Laundry products contain surfactants which help create the cleaning action and remove stains. Surfactants are typically derived from fossil fuels however we’re reformulating our laundry products to use innovative lower-GHG ingredients.

In Australia and New Zealand, we’ve reformulated some of our Omo and Persil laundry detergents to contain naturally derived stain removers. This reduces their dependence on surfactants made from fossil fuels and makes them less carbon intensive.

Globally, we’re testing out new products which use renewable or recycled carbon ingredients. Sunlight dishwash, for example, was relaunched in Thailand and now includes plant-based cleaning agents. We’re also exploring the viability of new ingredients, such as soda ash derived from carbon capture which has the potential to be used as a cleaning ingredient in our laundry powders. We hope to be able to bring these progressive innovations to our locally made products in the coming years.

Ice cream cabinets

Greener Streets freezer

When it comes to ice cream, one of our challenges is reducing greenhouse gas emissions from our freezers.

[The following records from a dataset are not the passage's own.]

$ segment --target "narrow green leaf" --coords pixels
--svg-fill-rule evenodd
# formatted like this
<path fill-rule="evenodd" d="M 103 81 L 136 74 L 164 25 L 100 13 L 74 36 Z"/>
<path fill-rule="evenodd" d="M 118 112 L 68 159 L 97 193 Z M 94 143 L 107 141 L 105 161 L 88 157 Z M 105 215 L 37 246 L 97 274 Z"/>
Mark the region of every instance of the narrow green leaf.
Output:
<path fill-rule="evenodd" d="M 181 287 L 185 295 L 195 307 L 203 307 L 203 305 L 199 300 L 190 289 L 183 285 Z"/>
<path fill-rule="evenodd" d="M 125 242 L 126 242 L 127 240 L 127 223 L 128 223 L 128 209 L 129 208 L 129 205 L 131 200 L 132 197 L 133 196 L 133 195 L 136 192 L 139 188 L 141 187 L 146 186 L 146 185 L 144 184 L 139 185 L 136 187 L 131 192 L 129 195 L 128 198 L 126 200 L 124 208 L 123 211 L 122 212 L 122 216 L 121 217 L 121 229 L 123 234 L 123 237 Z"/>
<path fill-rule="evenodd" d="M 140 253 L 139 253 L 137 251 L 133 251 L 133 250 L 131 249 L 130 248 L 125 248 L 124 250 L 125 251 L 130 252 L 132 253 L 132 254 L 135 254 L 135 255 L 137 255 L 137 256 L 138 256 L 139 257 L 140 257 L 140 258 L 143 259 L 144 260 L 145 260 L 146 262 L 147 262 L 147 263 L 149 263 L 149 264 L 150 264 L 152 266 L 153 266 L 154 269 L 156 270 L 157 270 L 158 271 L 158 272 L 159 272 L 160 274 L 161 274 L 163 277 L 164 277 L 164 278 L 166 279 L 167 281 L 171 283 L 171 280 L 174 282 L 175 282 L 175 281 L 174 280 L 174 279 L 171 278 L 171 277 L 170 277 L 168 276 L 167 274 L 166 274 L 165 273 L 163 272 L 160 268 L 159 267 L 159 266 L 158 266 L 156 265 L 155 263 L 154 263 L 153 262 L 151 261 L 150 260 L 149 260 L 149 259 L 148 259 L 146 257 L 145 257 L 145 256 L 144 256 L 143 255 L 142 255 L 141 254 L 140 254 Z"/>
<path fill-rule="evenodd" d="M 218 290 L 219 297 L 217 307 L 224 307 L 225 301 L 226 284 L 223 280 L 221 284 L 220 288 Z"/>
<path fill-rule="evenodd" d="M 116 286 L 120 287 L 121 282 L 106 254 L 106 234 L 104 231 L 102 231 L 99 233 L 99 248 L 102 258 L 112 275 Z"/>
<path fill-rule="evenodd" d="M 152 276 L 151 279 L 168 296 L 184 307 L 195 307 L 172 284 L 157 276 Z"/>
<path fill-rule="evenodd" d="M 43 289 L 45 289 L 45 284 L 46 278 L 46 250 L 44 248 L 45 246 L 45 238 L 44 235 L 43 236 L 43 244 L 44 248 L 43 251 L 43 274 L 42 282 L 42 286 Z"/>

Many freezers contain hydrofluorocarbon (HFC) refrigerants which are greenhouse gases. Although freezers are designed to keep refrigerants sealed inside, if released they can be harmful.

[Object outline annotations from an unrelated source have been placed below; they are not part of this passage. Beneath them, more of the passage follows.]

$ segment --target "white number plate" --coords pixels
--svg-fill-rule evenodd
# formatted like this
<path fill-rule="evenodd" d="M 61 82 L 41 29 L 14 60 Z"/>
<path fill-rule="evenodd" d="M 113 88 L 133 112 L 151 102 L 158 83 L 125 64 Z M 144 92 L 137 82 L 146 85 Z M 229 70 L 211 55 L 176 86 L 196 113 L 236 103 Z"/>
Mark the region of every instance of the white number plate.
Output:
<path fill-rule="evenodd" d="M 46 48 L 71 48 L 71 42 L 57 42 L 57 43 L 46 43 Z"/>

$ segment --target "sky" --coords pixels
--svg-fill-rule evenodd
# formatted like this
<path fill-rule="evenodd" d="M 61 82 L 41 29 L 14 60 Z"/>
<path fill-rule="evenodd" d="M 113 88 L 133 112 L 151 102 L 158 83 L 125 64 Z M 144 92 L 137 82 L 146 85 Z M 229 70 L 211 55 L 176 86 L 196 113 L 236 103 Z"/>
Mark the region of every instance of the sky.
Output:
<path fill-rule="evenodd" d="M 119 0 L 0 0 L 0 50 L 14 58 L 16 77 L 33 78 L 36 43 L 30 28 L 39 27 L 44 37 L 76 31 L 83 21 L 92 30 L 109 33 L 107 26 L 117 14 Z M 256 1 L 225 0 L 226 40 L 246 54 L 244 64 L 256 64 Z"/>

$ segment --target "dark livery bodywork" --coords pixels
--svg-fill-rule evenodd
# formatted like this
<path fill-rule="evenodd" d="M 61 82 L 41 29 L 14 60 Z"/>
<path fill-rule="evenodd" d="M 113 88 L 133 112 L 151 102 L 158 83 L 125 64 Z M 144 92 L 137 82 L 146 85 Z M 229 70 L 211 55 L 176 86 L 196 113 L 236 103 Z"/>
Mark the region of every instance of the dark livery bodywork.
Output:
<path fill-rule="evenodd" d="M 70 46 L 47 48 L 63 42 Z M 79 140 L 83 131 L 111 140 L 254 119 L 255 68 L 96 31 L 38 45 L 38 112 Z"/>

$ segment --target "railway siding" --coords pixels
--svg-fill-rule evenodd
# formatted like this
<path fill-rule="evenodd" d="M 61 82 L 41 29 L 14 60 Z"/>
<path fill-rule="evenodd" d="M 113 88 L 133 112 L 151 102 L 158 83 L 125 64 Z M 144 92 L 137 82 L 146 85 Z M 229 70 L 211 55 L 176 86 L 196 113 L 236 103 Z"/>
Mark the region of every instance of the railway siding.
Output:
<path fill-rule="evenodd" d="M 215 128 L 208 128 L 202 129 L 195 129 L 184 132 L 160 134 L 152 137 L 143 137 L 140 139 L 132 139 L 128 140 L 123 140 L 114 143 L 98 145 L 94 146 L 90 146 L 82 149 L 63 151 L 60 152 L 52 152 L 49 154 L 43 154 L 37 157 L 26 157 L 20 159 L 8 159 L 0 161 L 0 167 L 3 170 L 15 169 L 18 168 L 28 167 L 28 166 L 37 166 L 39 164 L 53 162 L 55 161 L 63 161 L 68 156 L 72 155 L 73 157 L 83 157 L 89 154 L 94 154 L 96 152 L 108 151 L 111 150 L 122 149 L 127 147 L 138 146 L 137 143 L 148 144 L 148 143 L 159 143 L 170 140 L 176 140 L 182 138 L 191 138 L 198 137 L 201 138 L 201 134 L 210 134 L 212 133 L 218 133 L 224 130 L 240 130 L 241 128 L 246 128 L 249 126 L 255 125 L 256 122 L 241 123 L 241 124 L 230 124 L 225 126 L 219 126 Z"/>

In 2004, Unilever scientists started pioneering the use of freezers with natural hydrocarbon refrigerants. These freezers are environmentally safe, and they demand less energy. Around 90% of our freezers across Australia and New Zealand now contain natural hydrocarbon refrigerants and we have an ambition to reach 100% by 2026.

Globally, we’re also trialing “warming up” our ice cream freezers from the industry standard -18°C to -12°C. By warming up our freezers, our aim is to reduce energy use and greenhouse gas emissions from our freezers by 20% to 30% per freezer. This would be a huge step towards achieving net zero emissions across our value chain by 2039.


Range of Unilever brands in a trolley.

Emissions from packaging are a significant contribution to our total emissions and predominantly arise during two lifecycle stages: at feedstock creation, for example, where plastics traditionally use fossil fuels, and at end of life, particularly if disposed of through incineration or landfill.

Our progress within this action area is demonstrated through our continued use of post-consumer recycled plastic (PCR), thereby further reducing our dependence on virgin fossil-fuel derived plastics. To learn more about the progress we’re making on Plastics, visit here.


Energy and industrial emissions from purchased goods and services (associated with ingredients, packaging), upstream transport and distribution, energy and fuel-related activities, direct emissions from use of sold products (associated with HFC propellants), end-of-life treatment of sold products, and downstream leased assets (associated with ice cream retail cabinets).


FLAG emissions from purchased goods and services (associated with ingredients).